I am sitting at my writing desk on this first day of Spring watching the snow pile up in my back yard. It is very difficult to keep track of what should be happening as winter fades away, but I don’t think that five inches of snow is at all normal. But is it unexpected?

We live in a climate zone that is subject to all sorts of swings and shifts in weather. Some of these shifts actually occur with some regularity and are referred to as “weather singularities.” We even have common names for some of these weather twists and turns. In the Fall, for example, after the first frost and the initial onset of cold temperatures, the weather often moderates and the days become warm and hazy. We refer to this singularity as “Indian summer.” Also, almost every January we have a stretch of days or even a week when temperatures climb above freezing sometimes all the way into the 50’s or 60’s F and the air starts smelling like Spring. We all think “this is unusual!” but, actually, it is typical. We call this weather singularity the “January thaw” (what an incredibly logical name!). We also get snows in late March or early April and think, “how strange,” but actually we regularly get these late snows. Here in Pennsylvania we call this weather singularity an “onion snow” because it occurs along with the sprouting of the spring planted onions out in our gardens.

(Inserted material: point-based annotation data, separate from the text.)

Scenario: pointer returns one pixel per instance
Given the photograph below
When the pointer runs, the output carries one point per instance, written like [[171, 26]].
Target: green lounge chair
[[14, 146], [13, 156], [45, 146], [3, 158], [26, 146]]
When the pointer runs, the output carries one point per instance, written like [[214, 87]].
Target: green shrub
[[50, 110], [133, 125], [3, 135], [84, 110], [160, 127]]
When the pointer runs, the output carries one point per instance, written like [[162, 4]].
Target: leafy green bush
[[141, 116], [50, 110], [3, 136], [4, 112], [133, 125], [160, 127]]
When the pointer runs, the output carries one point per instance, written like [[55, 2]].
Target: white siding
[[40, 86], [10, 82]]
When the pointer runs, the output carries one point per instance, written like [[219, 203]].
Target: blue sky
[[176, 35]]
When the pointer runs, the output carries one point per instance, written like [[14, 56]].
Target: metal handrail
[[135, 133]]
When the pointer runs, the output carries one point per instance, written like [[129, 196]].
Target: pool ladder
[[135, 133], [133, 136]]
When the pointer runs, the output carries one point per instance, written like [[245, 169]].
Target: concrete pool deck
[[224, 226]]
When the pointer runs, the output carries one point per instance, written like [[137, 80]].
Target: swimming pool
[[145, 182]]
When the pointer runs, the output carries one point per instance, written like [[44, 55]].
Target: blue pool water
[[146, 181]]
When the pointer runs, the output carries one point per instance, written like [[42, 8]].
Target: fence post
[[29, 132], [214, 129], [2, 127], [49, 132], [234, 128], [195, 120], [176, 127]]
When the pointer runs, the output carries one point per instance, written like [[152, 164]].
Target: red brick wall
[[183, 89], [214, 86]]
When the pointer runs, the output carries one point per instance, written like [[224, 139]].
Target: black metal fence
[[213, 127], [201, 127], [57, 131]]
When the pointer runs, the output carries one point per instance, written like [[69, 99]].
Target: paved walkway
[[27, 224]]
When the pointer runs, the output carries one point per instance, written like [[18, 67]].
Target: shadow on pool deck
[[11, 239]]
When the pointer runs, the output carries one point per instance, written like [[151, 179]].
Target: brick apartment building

We each have very hardwired ideas about our climate and about what the weather should be at any particular time of the year. When the weather we observe differs from our mental models we feel that there is something odd going on around us, something strange. It is very difficult to keep a mental track of the 365 days of each year, year in and year out!

Cliff swallow. Photo by I. Taylor, Flickr

The habits and movements of animals help us focus on a particular year and compare it to our previous experiences. Migrating cliff swallows in California don’t always return to San Juan Capistrano on March 19, but their return a week before or a few days after is a good index on what kind of year (weather-wise) it has been! The turkey vultures don’t always return to Hinckley, Ohio on March 15, but their earlier or later arrival helps us to focus on the features of the winter to spring transition that we are experiencing.

There are many celebrations of the return of migrating birds all around the world. In Ketchikan, Alaska they watch for (and celebrate) the return of the Rufous Hummingbird. Aborigines in Australia celebrate the return of the migrating sand pipers (or some would say via their dances and rituals they actually call the sand pipers to them!) in order to mark the onset of the wet season with its life-giving and sustaining rains.

Phenology is the scientific study of these cyclic patterns of animals and plants. A phenologist might observe the return of some migratory species or the emergence of some hibernating animals. They might observe the timing of the flowering or leafing out of certain plants. They might observe the activity of certain insects. You can imagine all of the phenological data collected feeding into an intricate matrix of a vast number of variables which then generates a mathematical function that clicks its way through the ecological events of each and every year. Phenology is a very precise way to make year to year comparisons of seasonal transitions and phenomena.

And, that’s why we have invented “Wood Frog Day!”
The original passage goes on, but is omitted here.